On the one hand, spot ETFs provide a "channel" for US stock investors to invest in cryptocurrencies normally. In the context of unstable core US stock assets, cryptocurrencies will naturally become a "safe haven asset".
The fundamental reason lies in the uncertainty of investors' expectations for the future economy of the United States, such as potential economic recession and the weakening of the US dollar hegemony system. Therefore, the performance of the cryptocurrency independent market at this moment only indicates that the impact of tariffs is too long-lasting and has great uncertainty, to the extent that cryptocurrencies are considered effective safe haven assets;
On the other hand, although tariffs may seem like a big stick that increases the cost of imported and exported goods, it directly drives the occurrence of "inflation". However, this inflation is often temporary. If tariffs disrupt the normal consumption expenditure of the people and the total demand for consumption shrinks, this short-term inflation is considered "deflation" in the long run, and even comes at the cost of economic recession. This is why some traders have raised their forecasts for the number of interest rate cuts.

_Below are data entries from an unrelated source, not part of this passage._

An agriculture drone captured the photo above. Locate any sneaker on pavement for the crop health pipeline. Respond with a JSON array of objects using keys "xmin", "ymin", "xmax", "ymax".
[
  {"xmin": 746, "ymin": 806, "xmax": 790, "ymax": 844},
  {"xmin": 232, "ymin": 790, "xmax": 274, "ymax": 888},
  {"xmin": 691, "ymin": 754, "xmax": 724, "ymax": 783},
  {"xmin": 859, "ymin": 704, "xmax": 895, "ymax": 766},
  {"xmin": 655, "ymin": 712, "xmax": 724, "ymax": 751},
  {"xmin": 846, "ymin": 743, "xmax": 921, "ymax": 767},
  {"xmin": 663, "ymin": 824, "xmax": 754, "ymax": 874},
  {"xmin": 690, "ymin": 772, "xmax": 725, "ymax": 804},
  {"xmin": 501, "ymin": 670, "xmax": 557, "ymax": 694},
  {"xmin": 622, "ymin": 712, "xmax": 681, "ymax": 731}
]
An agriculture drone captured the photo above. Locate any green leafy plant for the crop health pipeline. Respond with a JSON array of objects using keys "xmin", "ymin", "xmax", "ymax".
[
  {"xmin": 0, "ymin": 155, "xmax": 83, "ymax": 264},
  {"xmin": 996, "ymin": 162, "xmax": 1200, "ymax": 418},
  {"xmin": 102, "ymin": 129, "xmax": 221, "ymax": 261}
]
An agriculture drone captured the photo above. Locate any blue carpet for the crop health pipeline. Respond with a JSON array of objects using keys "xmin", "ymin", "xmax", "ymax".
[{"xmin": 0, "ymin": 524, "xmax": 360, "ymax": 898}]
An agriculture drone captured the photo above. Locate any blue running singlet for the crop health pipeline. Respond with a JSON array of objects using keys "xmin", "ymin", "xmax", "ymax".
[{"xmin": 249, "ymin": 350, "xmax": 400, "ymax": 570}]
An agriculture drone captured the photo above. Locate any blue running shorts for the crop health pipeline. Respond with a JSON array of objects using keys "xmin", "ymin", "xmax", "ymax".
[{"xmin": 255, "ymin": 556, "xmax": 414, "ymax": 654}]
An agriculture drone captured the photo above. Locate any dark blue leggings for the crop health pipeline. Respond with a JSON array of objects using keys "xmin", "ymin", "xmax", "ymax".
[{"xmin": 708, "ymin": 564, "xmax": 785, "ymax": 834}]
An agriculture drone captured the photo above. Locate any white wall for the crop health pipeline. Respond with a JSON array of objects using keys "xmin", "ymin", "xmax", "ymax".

So, the macro expectation of interest rate cuts and water releases has not weakened but rather strengthened. Although Powell has not relaxed, Trump's crazy spirit will definitely further promote the occurrence of this move;
The key is that the long-term impact of tariff policies is on the currency issuance systems of some medium or weak countries. Obviously, with the increase of tariffs, the cost of these countries reserving US dollars through exporting goods will rise, and the trust guarantee of their domestic currency anchored to the issuance of US dollars will also weaken. In other words, the currency issuance system of these countries, which is already overly dependent on the US dollar, will become more fragile and even have the possibility of collapse.
At this point, cryptocurrencies with more open international circulation and globalization compared to the US dollar will become a "reasonable" alternative? Of course, other strong trust sovereign endorsements such as the euro and the renminbi can also be chosen, but the anchoring relationship of these currencies is not so fast, and the short-term benefits are still more independent cryptocurrencies, after all, cryptocurrencies are also a channel to climb into the US economic system.
above.
Note: The complexity of macroeconomic policies and the impact on the secondary market far exceeds all rational logic. The decoupling performance this time may only be temporary, but the spiritual core of "Make Crypto Great Again" behind it is particularly commendable.